MaskGAN 学习笔记

2018-04-01

MaskGAN 是 Goodfellow 组的新作，已经被 ICLR 2018 接收，标题很是风骚，MaskGAN: Better Text Generation via Filling in the ____，这个下划线的操作真是… astounding。代码也已开源。这篇文章依旧是熟悉的套路，从模型 + 代码来解读论文，走起！

SeqGAN To MaskGAN

SeqGAN 的缺点

上一篇讲 SeqGAN 的时候我们提到，SeqGAN 开创了 GAN 在 Text Generation 的先河，但是，实验结果证明，其 Idea 是能 Work（通过强化学习解决 GAN 无法在离散文本上梯度回传），合成数据中的 loss 确实有下降，但是在真实的古诗数据集上，其生成的文本质量不如人意。我利用全唐诗做了实验，不过囿于设备和时间原因，并没有充分的训练和调优，摘录部分生成结果如下：

霞畅拍起妇已煦肃兢恼鶋仝棚愕迷啼肃次念云

岂阳孤任帐因伊牧掩牢人原马槎问弥章斗天钓

鸡行肩始昏晨刺重云千指瘼山月堂一似蕃德率

有足偶有欲威飏欢浩潋戏鸟靓簪粘性负觉狄至

有没有一种狗屁不通的感觉… 反正我是很绝望。

也就是说 SeqGAN 效果不是很好（也有实验室做过实验，其中生成质量较好的古诗基本都是训练集中的），而 MaskGAN 可能为提升生成文本的质量指出了一个方向，其和 SeqGAN 有两点主要的区别：

增加额外的 Information，Masked Sequence $m(x)$，这也导致了其使用的模型架构变成 Seq2Seq，而非 SeqGAN 中 LSTM（Generator）和 CNN（Discriminator）
使用 Actor-Critic 来进行强化学习，而非 SeqGAN 中的 Policy Gradient + Monte Carlo

接下来我们就从这两点不同入手，来讲解 MaskGAN。

Masked Token

MaskGAN 在文中指出了 GAN 的两个问题，一是 Mode Collapse，即可能出现少数的生成样本种类占据了整个生成集，缺乏多样性；二是训练不稳定，GAN 难调试是出了名的。
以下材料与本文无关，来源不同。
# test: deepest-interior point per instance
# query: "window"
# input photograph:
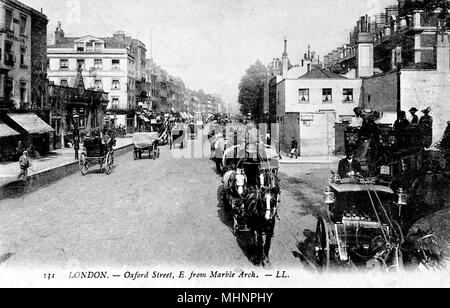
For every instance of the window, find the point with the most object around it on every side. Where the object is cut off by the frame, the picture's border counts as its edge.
(80, 63)
(327, 96)
(98, 85)
(23, 92)
(23, 24)
(23, 52)
(115, 103)
(98, 63)
(64, 64)
(346, 119)
(89, 46)
(116, 65)
(9, 54)
(115, 85)
(9, 88)
(8, 20)
(348, 95)
(303, 95)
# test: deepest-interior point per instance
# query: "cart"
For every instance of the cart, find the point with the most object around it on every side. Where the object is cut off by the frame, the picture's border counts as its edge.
(178, 136)
(357, 229)
(146, 142)
(193, 131)
(95, 152)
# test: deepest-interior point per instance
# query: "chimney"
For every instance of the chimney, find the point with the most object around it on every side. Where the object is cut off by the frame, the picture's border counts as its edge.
(119, 36)
(364, 55)
(59, 33)
(285, 60)
(442, 51)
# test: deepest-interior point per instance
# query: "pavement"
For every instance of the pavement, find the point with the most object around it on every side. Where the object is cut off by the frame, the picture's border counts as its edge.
(54, 160)
(286, 159)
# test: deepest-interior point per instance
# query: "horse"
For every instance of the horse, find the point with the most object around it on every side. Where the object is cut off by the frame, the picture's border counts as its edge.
(235, 194)
(262, 212)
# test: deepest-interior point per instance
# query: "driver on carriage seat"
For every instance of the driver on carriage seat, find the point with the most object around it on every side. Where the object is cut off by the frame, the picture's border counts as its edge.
(349, 166)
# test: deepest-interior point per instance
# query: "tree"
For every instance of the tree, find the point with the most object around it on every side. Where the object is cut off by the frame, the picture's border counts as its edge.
(429, 7)
(251, 91)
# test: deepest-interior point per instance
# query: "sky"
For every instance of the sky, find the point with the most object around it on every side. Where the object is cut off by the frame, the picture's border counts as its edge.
(211, 43)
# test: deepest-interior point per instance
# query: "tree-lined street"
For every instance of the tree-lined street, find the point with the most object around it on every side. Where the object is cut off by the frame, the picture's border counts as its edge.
(162, 212)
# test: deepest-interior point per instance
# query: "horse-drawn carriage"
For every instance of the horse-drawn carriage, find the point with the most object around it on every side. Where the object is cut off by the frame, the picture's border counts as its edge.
(251, 193)
(146, 142)
(368, 219)
(94, 151)
(178, 136)
(358, 227)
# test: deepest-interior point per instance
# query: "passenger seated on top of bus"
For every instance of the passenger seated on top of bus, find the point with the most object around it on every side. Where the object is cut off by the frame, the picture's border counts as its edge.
(357, 119)
(349, 166)
(401, 122)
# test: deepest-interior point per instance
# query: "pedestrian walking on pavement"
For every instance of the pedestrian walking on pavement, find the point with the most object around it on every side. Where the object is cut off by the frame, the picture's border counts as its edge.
(24, 164)
(294, 148)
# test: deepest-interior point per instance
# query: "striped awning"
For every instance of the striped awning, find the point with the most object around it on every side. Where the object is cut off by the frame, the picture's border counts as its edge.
(6, 131)
(31, 123)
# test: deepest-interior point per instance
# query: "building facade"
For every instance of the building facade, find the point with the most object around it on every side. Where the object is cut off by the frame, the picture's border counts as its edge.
(24, 106)
(114, 64)
(403, 57)
(23, 37)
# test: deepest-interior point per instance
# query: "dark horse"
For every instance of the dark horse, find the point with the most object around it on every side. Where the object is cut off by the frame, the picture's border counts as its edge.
(262, 212)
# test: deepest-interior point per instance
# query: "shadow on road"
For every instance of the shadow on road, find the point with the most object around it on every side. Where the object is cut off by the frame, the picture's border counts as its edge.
(243, 239)
(306, 251)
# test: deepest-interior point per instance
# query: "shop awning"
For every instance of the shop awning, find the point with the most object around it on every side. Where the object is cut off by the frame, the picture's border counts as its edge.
(145, 119)
(6, 131)
(31, 123)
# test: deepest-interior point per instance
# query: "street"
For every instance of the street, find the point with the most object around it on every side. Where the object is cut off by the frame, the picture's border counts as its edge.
(163, 212)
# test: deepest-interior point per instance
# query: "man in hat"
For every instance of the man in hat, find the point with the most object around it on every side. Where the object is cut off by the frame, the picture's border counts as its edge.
(426, 127)
(24, 164)
(294, 148)
(414, 117)
(401, 122)
(349, 166)
(357, 120)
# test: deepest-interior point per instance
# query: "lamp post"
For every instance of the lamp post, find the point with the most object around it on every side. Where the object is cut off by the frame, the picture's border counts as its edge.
(269, 128)
(76, 135)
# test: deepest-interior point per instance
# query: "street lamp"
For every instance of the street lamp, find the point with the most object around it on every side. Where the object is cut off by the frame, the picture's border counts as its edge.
(76, 135)
(269, 128)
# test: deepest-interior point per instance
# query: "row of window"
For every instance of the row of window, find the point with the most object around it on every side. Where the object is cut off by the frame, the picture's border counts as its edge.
(10, 57)
(9, 21)
(9, 89)
(327, 95)
(98, 64)
(98, 84)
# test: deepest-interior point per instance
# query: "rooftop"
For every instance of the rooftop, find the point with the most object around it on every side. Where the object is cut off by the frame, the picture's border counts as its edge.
(319, 73)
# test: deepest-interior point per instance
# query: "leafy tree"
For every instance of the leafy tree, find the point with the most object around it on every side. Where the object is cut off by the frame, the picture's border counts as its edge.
(251, 91)
(429, 7)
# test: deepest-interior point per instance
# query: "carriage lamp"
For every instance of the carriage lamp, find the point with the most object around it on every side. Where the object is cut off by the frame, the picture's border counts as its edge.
(261, 180)
(329, 196)
(402, 197)
(240, 182)
(336, 179)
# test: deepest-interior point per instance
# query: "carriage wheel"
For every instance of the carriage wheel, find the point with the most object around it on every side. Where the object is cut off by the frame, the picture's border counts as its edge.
(398, 232)
(108, 164)
(322, 245)
(83, 165)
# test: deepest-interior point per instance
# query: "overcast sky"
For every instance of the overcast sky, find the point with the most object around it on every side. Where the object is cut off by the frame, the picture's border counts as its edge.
(210, 43)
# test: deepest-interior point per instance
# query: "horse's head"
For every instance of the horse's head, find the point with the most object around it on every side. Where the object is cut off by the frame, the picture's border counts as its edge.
(240, 182)
(270, 192)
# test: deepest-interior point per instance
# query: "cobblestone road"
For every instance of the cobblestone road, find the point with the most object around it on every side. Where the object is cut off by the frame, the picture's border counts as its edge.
(163, 212)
文章解决这两个问题的方案是：不再让生成器来生成的完整的文本，而是做“完形填空”，不过关于为什么能解决，他们是这么说的：

We believe the in-filling may mitigate the problem of severe mode-collapse.
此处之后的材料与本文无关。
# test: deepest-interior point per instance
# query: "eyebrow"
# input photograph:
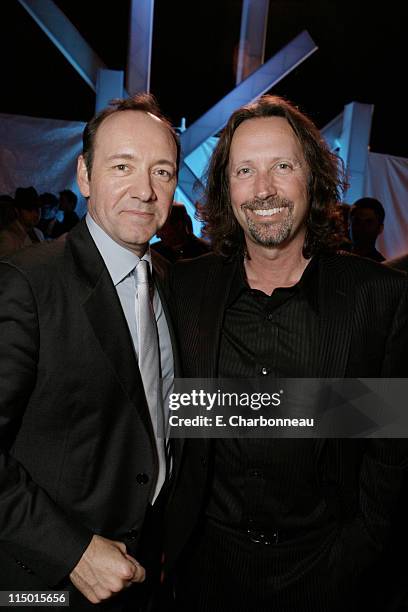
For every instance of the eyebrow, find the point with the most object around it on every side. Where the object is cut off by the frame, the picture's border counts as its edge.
(130, 157)
(274, 159)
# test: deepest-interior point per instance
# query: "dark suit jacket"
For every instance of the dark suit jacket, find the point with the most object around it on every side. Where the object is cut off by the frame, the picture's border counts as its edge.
(77, 449)
(363, 315)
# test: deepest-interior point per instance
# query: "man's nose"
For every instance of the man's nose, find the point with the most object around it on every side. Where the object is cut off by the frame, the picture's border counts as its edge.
(142, 188)
(264, 185)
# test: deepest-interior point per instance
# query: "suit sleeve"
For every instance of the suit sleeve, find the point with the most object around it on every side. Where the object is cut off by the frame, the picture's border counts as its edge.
(33, 529)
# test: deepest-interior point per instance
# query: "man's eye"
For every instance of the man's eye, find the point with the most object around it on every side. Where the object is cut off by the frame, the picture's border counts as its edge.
(162, 172)
(283, 168)
(243, 171)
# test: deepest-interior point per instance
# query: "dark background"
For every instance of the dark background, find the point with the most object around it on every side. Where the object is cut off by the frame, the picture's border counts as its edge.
(361, 57)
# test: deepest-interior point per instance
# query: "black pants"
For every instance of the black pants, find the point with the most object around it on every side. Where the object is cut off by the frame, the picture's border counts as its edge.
(225, 571)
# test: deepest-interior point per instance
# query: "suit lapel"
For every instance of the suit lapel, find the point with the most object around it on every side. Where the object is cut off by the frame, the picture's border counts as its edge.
(104, 312)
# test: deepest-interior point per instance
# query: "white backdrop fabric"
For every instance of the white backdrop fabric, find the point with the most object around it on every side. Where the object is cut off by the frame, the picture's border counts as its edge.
(39, 152)
(43, 153)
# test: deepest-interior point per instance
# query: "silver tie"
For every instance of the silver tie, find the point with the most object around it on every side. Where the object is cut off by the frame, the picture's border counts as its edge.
(149, 363)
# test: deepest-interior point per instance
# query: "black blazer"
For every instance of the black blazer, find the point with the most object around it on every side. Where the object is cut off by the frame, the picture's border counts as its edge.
(363, 320)
(77, 449)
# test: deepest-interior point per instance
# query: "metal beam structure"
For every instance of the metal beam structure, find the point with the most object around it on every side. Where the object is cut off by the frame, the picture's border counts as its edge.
(251, 51)
(109, 85)
(260, 81)
(332, 133)
(355, 140)
(66, 38)
(140, 46)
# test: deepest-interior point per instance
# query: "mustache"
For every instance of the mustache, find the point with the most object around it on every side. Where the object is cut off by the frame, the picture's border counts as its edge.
(265, 204)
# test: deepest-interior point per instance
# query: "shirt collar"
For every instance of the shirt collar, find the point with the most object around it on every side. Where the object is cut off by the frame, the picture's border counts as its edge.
(119, 261)
(308, 284)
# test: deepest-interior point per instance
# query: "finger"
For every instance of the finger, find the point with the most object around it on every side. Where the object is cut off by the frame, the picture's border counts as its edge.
(139, 572)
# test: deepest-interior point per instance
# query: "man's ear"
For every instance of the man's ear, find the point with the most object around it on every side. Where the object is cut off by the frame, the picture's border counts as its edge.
(82, 177)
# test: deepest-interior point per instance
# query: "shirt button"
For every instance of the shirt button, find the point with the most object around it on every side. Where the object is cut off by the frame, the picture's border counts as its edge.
(142, 479)
(256, 474)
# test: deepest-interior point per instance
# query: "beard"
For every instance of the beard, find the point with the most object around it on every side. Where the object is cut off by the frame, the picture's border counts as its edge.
(269, 234)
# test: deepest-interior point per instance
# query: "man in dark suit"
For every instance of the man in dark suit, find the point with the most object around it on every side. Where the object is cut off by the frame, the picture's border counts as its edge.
(279, 524)
(82, 469)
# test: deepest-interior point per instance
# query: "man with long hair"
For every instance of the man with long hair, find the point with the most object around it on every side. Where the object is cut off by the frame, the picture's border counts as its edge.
(282, 524)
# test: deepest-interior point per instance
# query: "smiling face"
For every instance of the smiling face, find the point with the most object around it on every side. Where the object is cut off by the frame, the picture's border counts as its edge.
(268, 178)
(133, 177)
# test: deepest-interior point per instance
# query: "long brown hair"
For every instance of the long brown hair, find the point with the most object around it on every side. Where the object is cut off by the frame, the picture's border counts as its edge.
(325, 187)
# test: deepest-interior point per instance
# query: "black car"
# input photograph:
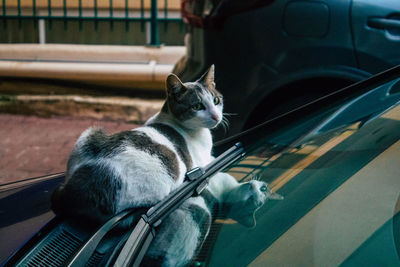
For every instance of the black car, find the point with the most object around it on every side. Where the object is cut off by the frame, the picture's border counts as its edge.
(272, 56)
(335, 161)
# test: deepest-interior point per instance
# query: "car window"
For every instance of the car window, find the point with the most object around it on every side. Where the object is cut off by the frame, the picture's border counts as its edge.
(341, 199)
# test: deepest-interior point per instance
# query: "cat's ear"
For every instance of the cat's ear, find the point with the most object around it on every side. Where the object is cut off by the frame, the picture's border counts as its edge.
(208, 77)
(174, 85)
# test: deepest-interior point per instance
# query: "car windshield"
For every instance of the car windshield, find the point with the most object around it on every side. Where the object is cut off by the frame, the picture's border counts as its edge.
(340, 184)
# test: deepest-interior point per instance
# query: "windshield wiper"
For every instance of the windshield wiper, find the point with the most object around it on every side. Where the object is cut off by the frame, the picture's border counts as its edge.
(197, 179)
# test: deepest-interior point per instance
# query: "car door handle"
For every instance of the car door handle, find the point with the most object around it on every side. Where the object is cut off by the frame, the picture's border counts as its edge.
(384, 23)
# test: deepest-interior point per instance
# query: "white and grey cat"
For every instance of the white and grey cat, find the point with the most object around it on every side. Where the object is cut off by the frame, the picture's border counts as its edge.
(138, 168)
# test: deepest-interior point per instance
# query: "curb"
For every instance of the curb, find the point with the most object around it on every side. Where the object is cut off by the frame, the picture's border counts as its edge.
(139, 66)
(130, 110)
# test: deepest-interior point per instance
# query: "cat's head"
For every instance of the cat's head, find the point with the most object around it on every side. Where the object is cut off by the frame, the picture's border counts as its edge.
(195, 104)
(242, 203)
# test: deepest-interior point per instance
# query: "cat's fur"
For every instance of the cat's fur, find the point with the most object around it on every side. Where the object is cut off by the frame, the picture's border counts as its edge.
(138, 168)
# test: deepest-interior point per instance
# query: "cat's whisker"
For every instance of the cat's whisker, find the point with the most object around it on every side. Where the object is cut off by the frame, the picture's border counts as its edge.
(229, 114)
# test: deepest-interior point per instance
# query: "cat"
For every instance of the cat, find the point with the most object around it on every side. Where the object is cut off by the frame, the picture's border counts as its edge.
(107, 174)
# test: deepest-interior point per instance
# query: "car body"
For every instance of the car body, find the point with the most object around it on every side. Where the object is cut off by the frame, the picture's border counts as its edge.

一个believe 再来 may 加上一个 mitigate，这就是论文的表述的艺术啊。解决训练不稳定的方法呢就是从 Policy Gradient 转换为 Actor-Critic，后面再说。

“完形填空”相信大家高中都做过，就是把文章挖空然后让你选一个正确的单词填进去，MaskGAN 就是这么干的，对于一个输入序列 $x = （x_1,…, x_T)$，经过一个 mask： $m=(m_1,…m_T)$，其中 $m_i$ 的取值为 0 或者 1，0 就代表挖掉，1 就意味着保留。经过挖空的操作之后呢，我们就得到了 Masked Token $m(x)$，并将它交给我们以 Seq2Seq 为架构的 Generator 来进行生成，模型见下：

MaskGAN

需要注意一点就是：生成的 token 不一定会作为下一个生成的 pre-token，而是取决于是否被挖空，如有原；这也是一个重要的细节，因为一个错误的答案可能会导致一整篇文章都是错误的，所以，如果有参考答案还是用参考答案。
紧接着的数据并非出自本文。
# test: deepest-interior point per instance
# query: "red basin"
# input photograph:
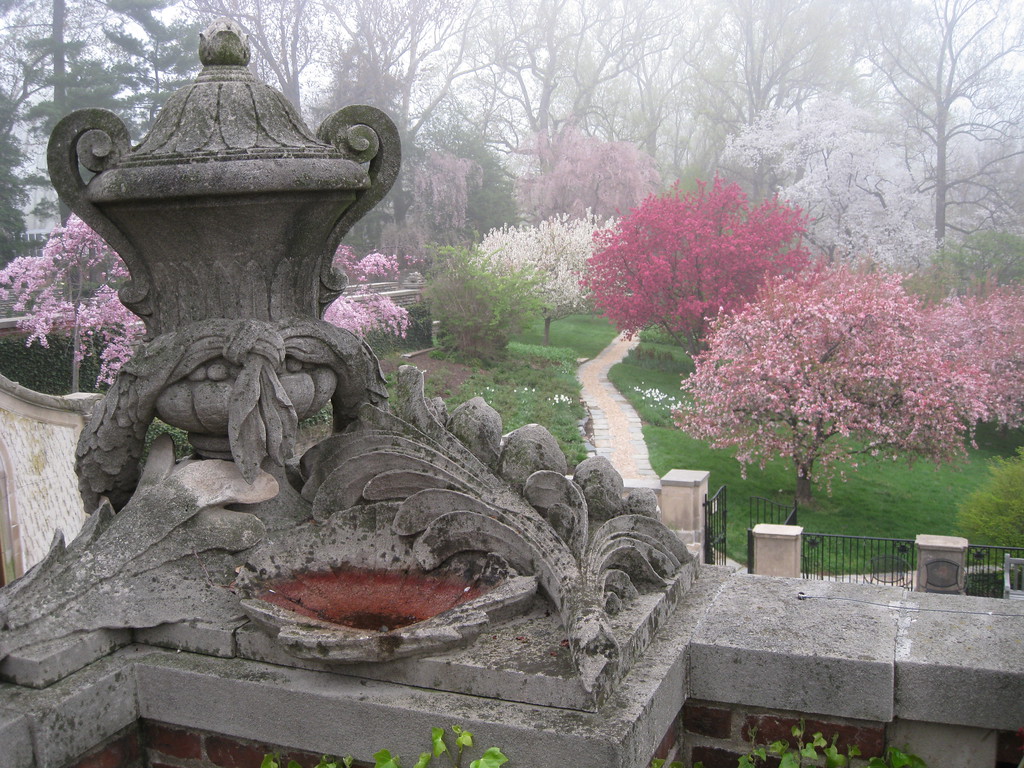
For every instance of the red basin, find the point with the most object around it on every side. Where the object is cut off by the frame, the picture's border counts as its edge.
(376, 600)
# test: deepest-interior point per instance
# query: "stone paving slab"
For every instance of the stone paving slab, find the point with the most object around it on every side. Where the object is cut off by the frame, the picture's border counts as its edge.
(617, 430)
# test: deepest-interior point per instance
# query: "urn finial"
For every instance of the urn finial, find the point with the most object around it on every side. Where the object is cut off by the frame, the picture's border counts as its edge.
(223, 44)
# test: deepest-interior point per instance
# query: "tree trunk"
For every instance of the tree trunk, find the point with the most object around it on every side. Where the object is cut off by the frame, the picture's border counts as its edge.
(59, 53)
(75, 363)
(804, 495)
(941, 188)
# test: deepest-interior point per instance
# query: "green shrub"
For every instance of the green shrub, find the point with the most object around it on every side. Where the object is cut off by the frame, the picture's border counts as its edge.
(45, 369)
(994, 513)
(477, 308)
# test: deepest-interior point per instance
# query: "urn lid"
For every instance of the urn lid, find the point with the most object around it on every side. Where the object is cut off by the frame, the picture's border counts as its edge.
(226, 114)
(230, 207)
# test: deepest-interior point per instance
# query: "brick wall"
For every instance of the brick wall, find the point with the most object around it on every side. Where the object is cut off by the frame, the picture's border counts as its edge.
(172, 747)
(719, 734)
(713, 733)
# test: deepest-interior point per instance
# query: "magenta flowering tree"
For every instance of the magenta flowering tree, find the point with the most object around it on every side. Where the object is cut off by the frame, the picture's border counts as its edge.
(677, 260)
(824, 367)
(987, 334)
(361, 309)
(71, 289)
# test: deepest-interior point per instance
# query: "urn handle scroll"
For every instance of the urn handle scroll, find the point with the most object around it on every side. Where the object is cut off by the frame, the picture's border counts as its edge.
(97, 140)
(364, 134)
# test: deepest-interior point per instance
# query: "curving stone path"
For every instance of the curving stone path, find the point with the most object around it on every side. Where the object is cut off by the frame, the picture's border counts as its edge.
(617, 433)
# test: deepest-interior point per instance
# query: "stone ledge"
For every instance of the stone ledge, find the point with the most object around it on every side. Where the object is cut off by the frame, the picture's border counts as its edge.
(43, 665)
(734, 640)
(762, 646)
(15, 739)
(78, 713)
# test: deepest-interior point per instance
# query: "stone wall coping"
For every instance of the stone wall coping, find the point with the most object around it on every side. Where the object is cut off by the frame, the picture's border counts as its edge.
(878, 654)
(686, 477)
(61, 411)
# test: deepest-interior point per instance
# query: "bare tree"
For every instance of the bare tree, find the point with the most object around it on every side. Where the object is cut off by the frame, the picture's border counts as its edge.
(546, 64)
(953, 68)
(286, 35)
(402, 56)
(766, 54)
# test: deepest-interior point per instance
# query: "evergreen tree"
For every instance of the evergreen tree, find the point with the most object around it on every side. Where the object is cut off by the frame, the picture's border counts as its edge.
(155, 64)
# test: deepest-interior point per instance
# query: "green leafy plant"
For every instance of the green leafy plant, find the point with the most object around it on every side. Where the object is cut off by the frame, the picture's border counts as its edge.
(809, 751)
(440, 743)
(272, 761)
(478, 309)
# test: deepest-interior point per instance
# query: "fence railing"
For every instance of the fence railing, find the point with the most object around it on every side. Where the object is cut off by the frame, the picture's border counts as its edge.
(716, 510)
(765, 510)
(984, 568)
(858, 559)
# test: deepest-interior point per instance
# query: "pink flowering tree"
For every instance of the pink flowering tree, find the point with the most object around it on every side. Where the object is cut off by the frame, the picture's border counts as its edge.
(988, 335)
(680, 259)
(555, 252)
(361, 309)
(71, 289)
(825, 367)
(576, 174)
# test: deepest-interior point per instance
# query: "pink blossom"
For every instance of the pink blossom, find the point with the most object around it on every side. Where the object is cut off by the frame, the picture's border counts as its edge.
(73, 286)
(826, 365)
(678, 259)
(361, 310)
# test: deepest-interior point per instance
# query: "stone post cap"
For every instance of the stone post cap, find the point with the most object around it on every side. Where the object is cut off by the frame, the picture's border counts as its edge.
(952, 543)
(685, 477)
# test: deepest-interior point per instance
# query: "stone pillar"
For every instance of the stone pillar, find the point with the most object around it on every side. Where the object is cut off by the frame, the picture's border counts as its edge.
(630, 483)
(941, 561)
(683, 492)
(776, 550)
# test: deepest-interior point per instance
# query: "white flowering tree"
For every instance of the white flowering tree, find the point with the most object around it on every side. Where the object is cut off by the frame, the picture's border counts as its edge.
(838, 163)
(556, 252)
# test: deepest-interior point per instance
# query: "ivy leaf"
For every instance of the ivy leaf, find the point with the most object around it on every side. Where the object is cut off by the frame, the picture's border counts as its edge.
(493, 758)
(834, 759)
(437, 738)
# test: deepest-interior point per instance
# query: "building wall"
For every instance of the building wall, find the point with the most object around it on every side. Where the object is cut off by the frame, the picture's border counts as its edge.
(38, 485)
Discriminator 的架构也是采用的 Seq2Seq，只不过是 many2one，即最后生成的每个 token 为真的概率。除了有填好的句子做为输入以外，$m(x)$ 也作为 Discriminator 的输入，文章是这么解释这么做的原因的：对于一个生成的句子 the director director guided the series ，如果没有 $m(x)$ 的话，那么判别器无法分别到底前一个 director 是原文呢还是后一个是，因为句子有可能是 the *associate* director guided the series 或者是 the director *expertly* guided the series，因此是有必要给判别器关于原文的信息，从而做出更好的判断。生成器和判别器的公式如下：

MaskGAN Generator

MaskGAN Discriminator

Actor-Critic

前面的文章谈到了，AC 的做法相比 Policy Gradient，很大的区别就在是单步更新，以及用一个 NN 来拟合 Advantage Function 来指导生成器生成更加逼真的文本。MaskGAN 的单步reward $r_t$ 设置为了 log probablity，也就是：

$$ r_t = log D_\phi(\hat{x_t}|\hat{x}_{0:T}, \ \textbf{m(x)})$$

总的 reward $R_t$ 则为这一时刻到句子结束 T 时之和：

$$R_t = \sum_{s=t}^T \gamma ^s r_s$$

我们通过减去一个 critic 产生的 baseline $b_t$ 来降低 variance，更新梯度的计算就变成：

Gradient

其中 $b_t$ 由一个 NN 来拟合，MaskGAN 选择使用 Discriminator 的前半部分来估计 $b_t$，详细说明需要结合代码来进行。

Code Matters

代码永远是一个很好的学习材料，也是检验论文到底是不是糊弄人的试金石。

Generator

从代码里我们可以看到，作者实现了很多种 Generator 的架构，有 CNN、RNN 和 Seq2Seq，所以 Seq2Seq 应该是经过对比之后选出来效果比较好的一种。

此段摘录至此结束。